Monitoring the HP RAID 4Si Product (irmd)

» 

Technical documentation

Complete book in PDF
» Feedback
Content starts here

 » Table of Contents

 » Glossary

 » Index

irmd, the Internal RAID Monitoring Daemon, monitors the HP RAID 4Si controllers and reports controller, logical drive, and physical drive state changes. Two examples of state changes irmd reports are when a controller's battery is low and when a physical disk drive fails. When irmd detects appropriate state changes, it writes corresponding messages to the system log file (/var/adm/syslog/syslog.log). You can configure irmd to also send those messages to an e-mail address, the HP-UX system console, or both.
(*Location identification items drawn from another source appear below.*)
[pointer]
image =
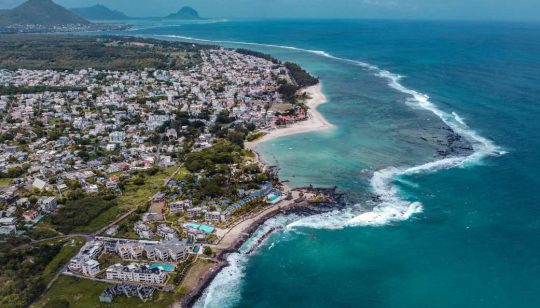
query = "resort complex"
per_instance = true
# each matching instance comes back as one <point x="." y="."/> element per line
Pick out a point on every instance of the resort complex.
<point x="144" y="168"/>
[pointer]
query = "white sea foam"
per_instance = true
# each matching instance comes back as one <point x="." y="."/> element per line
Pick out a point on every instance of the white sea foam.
<point x="391" y="207"/>
<point x="225" y="289"/>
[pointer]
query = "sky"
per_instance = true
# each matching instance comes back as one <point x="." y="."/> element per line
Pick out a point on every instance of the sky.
<point x="520" y="10"/>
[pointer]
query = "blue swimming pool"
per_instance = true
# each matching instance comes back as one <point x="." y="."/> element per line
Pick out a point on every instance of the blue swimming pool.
<point x="162" y="266"/>
<point x="205" y="228"/>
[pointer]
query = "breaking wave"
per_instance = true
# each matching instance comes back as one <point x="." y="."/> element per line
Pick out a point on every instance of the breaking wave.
<point x="390" y="207"/>
<point x="225" y="289"/>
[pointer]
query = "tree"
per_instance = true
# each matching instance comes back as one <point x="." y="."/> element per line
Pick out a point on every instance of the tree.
<point x="207" y="251"/>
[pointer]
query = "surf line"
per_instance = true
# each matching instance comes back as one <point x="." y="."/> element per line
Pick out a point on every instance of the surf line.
<point x="391" y="207"/>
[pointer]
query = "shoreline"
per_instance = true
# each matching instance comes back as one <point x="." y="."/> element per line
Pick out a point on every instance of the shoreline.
<point x="315" y="122"/>
<point x="239" y="233"/>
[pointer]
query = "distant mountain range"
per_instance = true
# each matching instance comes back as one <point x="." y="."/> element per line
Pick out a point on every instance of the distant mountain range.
<point x="99" y="12"/>
<point x="185" y="13"/>
<point x="40" y="12"/>
<point x="47" y="13"/>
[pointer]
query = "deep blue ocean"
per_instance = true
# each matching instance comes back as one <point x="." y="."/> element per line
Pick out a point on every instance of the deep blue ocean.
<point x="448" y="232"/>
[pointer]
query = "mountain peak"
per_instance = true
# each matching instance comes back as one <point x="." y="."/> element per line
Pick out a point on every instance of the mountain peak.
<point x="186" y="12"/>
<point x="40" y="12"/>
<point x="99" y="12"/>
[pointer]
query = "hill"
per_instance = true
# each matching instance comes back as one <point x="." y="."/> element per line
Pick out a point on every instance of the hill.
<point x="186" y="13"/>
<point x="60" y="52"/>
<point x="40" y="12"/>
<point x="99" y="12"/>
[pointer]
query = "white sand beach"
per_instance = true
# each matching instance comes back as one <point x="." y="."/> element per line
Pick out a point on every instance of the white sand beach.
<point x="315" y="121"/>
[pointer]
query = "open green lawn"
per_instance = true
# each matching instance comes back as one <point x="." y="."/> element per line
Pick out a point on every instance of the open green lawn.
<point x="70" y="249"/>
<point x="135" y="195"/>
<point x="102" y="220"/>
<point x="85" y="293"/>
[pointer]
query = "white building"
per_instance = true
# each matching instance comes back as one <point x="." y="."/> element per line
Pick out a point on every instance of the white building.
<point x="90" y="268"/>
<point x="136" y="273"/>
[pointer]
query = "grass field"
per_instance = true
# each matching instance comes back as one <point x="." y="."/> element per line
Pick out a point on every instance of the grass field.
<point x="134" y="195"/>
<point x="70" y="249"/>
<point x="85" y="293"/>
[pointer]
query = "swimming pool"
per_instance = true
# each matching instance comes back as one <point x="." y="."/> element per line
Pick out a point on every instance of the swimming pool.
<point x="204" y="228"/>
<point x="162" y="266"/>
<point x="272" y="198"/>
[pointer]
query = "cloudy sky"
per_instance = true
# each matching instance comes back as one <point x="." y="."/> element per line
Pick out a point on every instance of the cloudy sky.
<point x="413" y="9"/>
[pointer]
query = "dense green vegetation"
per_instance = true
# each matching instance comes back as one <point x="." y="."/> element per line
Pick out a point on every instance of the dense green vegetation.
<point x="79" y="52"/>
<point x="40" y="12"/>
<point x="79" y="213"/>
<point x="224" y="152"/>
<point x="300" y="76"/>
<point x="257" y="54"/>
<point x="26" y="270"/>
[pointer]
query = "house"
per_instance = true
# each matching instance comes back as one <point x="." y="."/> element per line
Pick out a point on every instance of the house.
<point x="143" y="230"/>
<point x="8" y="230"/>
<point x="171" y="133"/>
<point x="39" y="184"/>
<point x="214" y="216"/>
<point x="47" y="204"/>
<point x="167" y="232"/>
<point x="90" y="268"/>
<point x="30" y="215"/>
<point x="150" y="217"/>
<point x="194" y="211"/>
<point x="179" y="206"/>
<point x="174" y="249"/>
<point x="6" y="221"/>
<point x="117" y="137"/>
<point x="136" y="273"/>
<point x="131" y="251"/>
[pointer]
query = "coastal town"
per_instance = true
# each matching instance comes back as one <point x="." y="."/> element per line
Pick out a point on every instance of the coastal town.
<point x="146" y="175"/>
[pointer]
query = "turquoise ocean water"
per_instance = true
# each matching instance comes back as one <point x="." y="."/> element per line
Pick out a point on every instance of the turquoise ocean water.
<point x="461" y="230"/>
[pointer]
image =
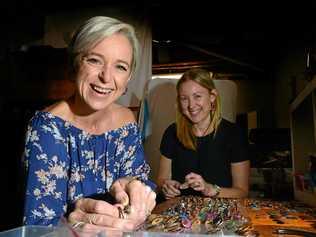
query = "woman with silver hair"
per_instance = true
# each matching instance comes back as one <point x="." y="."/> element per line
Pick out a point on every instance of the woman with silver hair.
<point x="88" y="145"/>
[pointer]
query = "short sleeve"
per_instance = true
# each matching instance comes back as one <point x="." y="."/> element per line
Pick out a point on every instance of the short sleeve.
<point x="46" y="174"/>
<point x="239" y="146"/>
<point x="133" y="162"/>
<point x="168" y="140"/>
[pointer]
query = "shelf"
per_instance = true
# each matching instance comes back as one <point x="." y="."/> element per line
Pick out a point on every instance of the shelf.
<point x="302" y="95"/>
<point x="306" y="196"/>
<point x="303" y="137"/>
NOTE: Because the HP RAID 4Si product contains its own monitoring daemon (irmd), the Event Monitoring System (EMS) is not supported for RAID 4Si logical drives.

Configuring irmd

You configure irmd by changing the IRMD_OPTS variable in the /sbin/init.d/i2o_raid script. The format of the IRMD_OPTS variable is as follows:

-e email_address -c -p polling_interval

where

  • -e specifies that irmd is to send messages to email_address. If you do not want irmd to send messages to any e-mail address, delete -e email_address.

  • -c specifies that irmd is to send messages to the HP-UX system console (/dev/console). If you do not want irmd to send messages to the system console, delete -c.
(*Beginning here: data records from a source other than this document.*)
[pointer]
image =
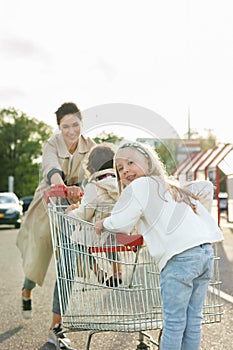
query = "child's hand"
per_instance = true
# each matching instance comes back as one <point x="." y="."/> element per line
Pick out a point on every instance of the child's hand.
<point x="99" y="227"/>
<point x="71" y="207"/>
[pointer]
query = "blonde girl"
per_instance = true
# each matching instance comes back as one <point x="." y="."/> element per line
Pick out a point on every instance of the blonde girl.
<point x="179" y="231"/>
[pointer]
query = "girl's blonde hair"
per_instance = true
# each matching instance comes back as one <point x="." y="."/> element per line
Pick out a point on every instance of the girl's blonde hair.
<point x="157" y="169"/>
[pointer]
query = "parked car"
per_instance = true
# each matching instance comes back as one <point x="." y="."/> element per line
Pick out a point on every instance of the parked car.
<point x="11" y="209"/>
<point x="26" y="202"/>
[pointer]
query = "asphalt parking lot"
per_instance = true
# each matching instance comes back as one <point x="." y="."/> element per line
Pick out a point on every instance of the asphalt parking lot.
<point x="16" y="333"/>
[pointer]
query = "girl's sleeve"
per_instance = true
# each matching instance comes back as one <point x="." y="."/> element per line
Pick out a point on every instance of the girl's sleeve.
<point x="204" y="190"/>
<point x="125" y="214"/>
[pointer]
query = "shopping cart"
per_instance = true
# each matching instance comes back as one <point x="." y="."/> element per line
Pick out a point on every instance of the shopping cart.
<point x="133" y="302"/>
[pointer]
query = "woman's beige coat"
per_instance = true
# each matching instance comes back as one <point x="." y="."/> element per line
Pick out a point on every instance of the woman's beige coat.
<point x="34" y="238"/>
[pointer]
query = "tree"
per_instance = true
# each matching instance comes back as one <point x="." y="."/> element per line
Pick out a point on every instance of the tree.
<point x="110" y="137"/>
<point x="21" y="140"/>
<point x="167" y="151"/>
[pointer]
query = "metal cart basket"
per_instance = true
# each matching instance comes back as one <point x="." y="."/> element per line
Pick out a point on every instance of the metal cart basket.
<point x="132" y="301"/>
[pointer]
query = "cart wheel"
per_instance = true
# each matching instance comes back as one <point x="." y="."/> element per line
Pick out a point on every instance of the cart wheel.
<point x="143" y="346"/>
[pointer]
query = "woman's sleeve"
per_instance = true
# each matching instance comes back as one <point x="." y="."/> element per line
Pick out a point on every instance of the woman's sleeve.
<point x="50" y="162"/>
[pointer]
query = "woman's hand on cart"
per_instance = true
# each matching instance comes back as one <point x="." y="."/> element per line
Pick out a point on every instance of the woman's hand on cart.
<point x="99" y="226"/>
<point x="74" y="193"/>
<point x="72" y="207"/>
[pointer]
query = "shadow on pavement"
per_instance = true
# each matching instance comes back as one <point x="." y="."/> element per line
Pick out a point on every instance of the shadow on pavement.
<point x="9" y="334"/>
<point x="47" y="346"/>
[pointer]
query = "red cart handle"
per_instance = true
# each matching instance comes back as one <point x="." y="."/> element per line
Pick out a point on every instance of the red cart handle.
<point x="59" y="190"/>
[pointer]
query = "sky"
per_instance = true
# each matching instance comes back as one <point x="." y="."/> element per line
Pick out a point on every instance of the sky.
<point x="171" y="57"/>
  • -p specifies that irmd is to poll the HP RAID 4 Si controllers every polling_interval seconds. The default is 5. If you do not need irmd to poll the controllers as often as every 5 seconds, change polling_interval to the number of seconds you want. If you delete -p polling_interval, irmd will poll the controller every 5 seconds (the default).

See the irmd(1M) man page for details.

irmd Messages

This section lists the messages irmd generates. They are grouped as follows: controller, battery, logical drive, and physical drive and disk enclosure.

Controller Messages

This section lists the irmd controller-related messages.



No Internal RAID adapters found, exiting

Cause: The HP RAID 4Si controller is not properly installed.

Action: Power down the system and reinstall the controller.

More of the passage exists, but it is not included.